For a multibillion-dollar public-works project called the Alaskan Way Viaduct Replacement, this city brought in a digging machine touted as the largest deployed anywhere: a 7,000-ton behemoth nicknamed "Bertha."

The megamachine's job was to create a 1.7-mile-long tunnel that would allow the state transit authority to reroute a section of Washington State Road 99 underground to replace a 61-year-old traffic-choked viaduct that authorities say is seismically unsafe and must be replaced.

But Bertha has been stuck since early December when the tunnel-boring machine hit an 8-inch diameter, ¾-inch thick steel well-casing after only 1,000 feet of drilling, threatening both a delay in the $3.1 billion project's completion and a multimillion-dollar cost increase.

Now, Bertha's operator and the state transit authority are sparring over the cost of repairs. And the repair work itself is the subject of a lawsuit—with defendants' responses due later this month—from a local watchdog group calling for an additional environmental study.

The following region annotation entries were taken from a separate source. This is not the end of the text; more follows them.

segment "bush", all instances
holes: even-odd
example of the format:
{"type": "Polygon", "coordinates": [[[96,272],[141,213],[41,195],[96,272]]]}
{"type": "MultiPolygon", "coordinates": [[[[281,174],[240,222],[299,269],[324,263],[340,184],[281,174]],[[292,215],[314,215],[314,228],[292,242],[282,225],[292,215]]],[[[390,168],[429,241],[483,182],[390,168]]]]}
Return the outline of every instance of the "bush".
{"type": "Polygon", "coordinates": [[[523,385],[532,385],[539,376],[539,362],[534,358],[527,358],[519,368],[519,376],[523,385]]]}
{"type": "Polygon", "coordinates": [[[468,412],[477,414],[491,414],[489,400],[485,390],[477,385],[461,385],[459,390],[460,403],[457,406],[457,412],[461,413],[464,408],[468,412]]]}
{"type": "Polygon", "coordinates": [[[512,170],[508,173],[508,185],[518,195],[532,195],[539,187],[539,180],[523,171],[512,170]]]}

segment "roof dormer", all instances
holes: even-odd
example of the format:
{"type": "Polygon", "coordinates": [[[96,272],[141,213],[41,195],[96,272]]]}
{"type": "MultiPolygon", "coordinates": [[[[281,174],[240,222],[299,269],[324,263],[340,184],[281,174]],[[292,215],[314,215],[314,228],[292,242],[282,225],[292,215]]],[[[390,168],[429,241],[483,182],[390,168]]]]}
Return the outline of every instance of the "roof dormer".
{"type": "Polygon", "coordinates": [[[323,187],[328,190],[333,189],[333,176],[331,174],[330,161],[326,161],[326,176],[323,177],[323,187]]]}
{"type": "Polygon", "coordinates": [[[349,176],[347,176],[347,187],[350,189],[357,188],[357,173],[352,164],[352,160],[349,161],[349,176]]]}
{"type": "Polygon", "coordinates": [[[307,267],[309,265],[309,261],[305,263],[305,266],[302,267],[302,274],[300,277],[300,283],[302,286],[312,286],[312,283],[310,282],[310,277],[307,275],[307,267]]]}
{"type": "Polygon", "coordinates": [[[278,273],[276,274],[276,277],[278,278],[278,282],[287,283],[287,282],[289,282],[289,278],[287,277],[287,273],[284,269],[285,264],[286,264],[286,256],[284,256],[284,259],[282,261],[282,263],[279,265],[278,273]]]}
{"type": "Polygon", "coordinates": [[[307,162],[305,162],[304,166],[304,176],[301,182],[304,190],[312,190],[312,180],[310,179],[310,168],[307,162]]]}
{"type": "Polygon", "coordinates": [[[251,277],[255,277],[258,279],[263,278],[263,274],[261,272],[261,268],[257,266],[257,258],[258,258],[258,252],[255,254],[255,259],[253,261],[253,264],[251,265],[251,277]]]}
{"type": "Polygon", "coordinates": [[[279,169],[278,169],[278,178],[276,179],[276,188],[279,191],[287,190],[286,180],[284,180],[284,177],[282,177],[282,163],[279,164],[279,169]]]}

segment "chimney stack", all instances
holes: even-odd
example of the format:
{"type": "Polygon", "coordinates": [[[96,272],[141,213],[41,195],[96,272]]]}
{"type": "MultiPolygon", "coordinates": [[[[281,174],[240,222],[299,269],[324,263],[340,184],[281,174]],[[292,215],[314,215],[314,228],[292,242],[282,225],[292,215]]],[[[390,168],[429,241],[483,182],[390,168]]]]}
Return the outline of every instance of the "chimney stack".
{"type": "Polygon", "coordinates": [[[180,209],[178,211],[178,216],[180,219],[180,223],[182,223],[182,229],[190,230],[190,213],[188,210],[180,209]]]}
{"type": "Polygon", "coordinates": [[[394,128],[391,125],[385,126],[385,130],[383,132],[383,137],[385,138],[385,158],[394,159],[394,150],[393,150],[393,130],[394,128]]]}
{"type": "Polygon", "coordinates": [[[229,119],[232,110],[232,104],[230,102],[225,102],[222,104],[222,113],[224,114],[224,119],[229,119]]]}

"Of course I'm concerned that the project is not moving forward," Seattle Mayor Ed Murray said this month. "People are frustrated."

Bertha—longer than a football field and assembled at a cost of $80 million— arrived in April 2013 to a lavish rollout, a Twitter feed (@BerthadigsSR99) and a downtown museum built around a miniature replica.

While the public-relations campaign has helped with transparency, the turn of events could make the machine a symbol of the latest in big regional infrastructure projects—like Boston's overbudget and often-delayed Big Dig, which included replacing the city's central artery with an underground highway—to be beset by cost overruns, completion delays and yearslong headaches for commuters.

Seattle and the Washington State Department of Transportation had spent 10 years hammering out the roadway's redesign, which is being paid for with a mixture of new gasoline taxes, tolls and federal and state funds.

The contractor operating Bertha, Seattle Tunnel Partners, or STP, began digging this past week a rescue tunnel to start a monthslong effort to extract and repair the machine's front "cutterhead." But tunneling won't resume before March 2015, the contractor has told WSDOT.

"I'm apprehensive and skeptical," said Todd Trepanier, a WSDOT official monitoring the project's timetable. "I'll feel better when I see actual dirt moving."